Tornando sull'episodio, Peled ha spiegato: «Abbiamo visto anche delle dichiarazioni del Patriarca dicendo che c'è stato un malinteso, questo mostra che il governo israeliano, tutti noi rispettiamo e comprendiamo l'importanza del Patriarca e della comunità cattolica e cristiana affinché possa celebrare la Pasqua».

«Il Patriarca sapeva delle restrizioni, gli è stato chiesto di non entrare e lui ha deciso di provare ad entrare. Quindi credo sì che ci sia stato un malinteso - ha proseguito Peled -, avremmo dovuto essere più sensibili sia da un lato che dall'altro. Penso che la reazione sia stata forse un po' esagerata ma la cosa importante è che possiamo metterci questa cosa alle spalle, abbiamo trovato un modus vivendi e operandi per le prossime giornate mantenendo le caratteristiche di sicurezza e protezione di tutti quelli che vengono a pregare. Perché - ha aggiunto - Dio non voglia, ma se succedesse qualcosa Israele sarà responsabile. Io vorrei vedere una condanna del mondo all'Iran per aver sparato sulla Città Santa».

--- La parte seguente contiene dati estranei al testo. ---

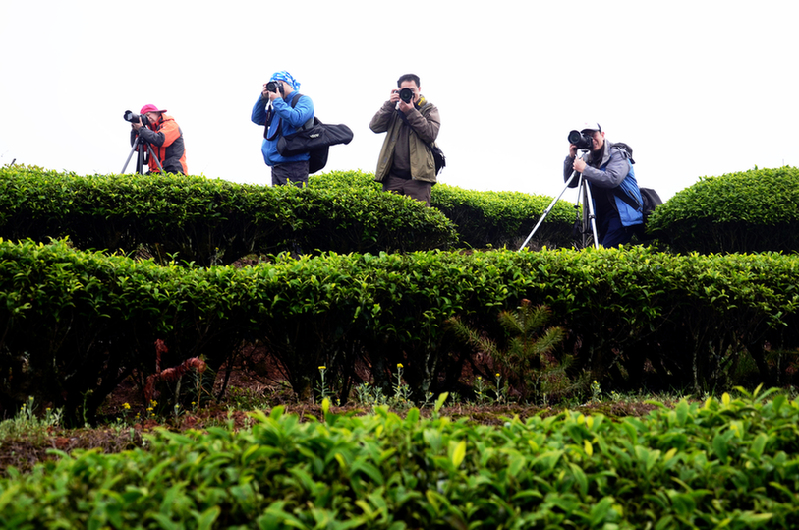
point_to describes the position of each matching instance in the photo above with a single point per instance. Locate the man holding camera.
(164, 136)
(405, 164)
(608, 171)
(281, 114)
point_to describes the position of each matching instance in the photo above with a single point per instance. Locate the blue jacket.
(615, 171)
(290, 120)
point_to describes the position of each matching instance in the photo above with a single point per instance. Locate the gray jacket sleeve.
(614, 173)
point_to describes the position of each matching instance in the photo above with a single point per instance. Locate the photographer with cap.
(275, 111)
(164, 136)
(405, 164)
(608, 171)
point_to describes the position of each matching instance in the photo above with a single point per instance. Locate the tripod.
(139, 145)
(589, 216)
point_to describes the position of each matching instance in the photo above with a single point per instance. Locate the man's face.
(412, 86)
(597, 139)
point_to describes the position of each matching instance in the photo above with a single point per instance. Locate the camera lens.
(579, 140)
(406, 94)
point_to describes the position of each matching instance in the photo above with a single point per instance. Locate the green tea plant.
(722, 463)
(744, 212)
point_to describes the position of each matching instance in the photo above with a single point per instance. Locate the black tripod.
(140, 146)
(589, 216)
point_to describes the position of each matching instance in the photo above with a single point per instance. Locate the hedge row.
(749, 211)
(210, 221)
(73, 322)
(730, 464)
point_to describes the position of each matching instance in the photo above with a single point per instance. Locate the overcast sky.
(695, 87)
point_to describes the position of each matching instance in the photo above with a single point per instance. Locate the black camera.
(406, 94)
(580, 140)
(134, 118)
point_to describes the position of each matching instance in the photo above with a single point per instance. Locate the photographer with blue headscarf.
(283, 110)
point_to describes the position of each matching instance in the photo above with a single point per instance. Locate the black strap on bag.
(315, 138)
(648, 195)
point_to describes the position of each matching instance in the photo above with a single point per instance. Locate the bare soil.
(255, 382)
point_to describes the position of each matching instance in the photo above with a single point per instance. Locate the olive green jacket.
(424, 122)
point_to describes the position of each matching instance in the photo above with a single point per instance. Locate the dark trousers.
(290, 173)
(415, 189)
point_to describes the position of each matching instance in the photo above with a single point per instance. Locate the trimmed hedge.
(483, 219)
(209, 222)
(749, 211)
(77, 321)
(730, 464)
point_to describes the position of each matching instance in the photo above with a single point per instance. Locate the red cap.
(150, 108)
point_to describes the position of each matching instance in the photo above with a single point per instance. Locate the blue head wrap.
(285, 76)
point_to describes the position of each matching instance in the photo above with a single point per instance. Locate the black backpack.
(314, 137)
(648, 195)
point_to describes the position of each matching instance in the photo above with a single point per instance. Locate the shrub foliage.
(729, 463)
(750, 211)
(74, 322)
(208, 222)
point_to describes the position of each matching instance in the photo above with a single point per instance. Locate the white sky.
(696, 87)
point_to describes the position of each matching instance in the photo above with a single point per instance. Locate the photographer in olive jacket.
(608, 170)
(274, 110)
(405, 164)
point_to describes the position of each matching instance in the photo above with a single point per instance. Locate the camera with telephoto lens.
(134, 118)
(406, 94)
(580, 140)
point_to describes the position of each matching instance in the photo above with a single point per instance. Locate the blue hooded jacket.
(288, 119)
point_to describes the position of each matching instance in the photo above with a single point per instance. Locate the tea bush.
(730, 463)
(483, 219)
(207, 222)
(749, 211)
(72, 323)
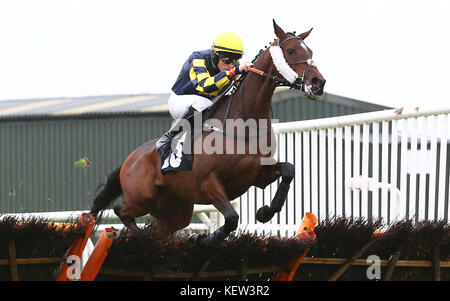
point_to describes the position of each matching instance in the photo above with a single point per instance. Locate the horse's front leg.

«Il primo ministro e lo Stato di Israele riconoscono il significato e l'importanza della fede cristiana e soprattutto di questi giorni», ha detto ancora Peled. «Abbiamo appena finito il Ramadan per i musulmani e questa settimana è anche il Pesach ebraico, quindi tutte le religioni stanno celebrando allo stesso tempo nelle stesse condizioni sotto le stesse restrizioni», ha aggiunto.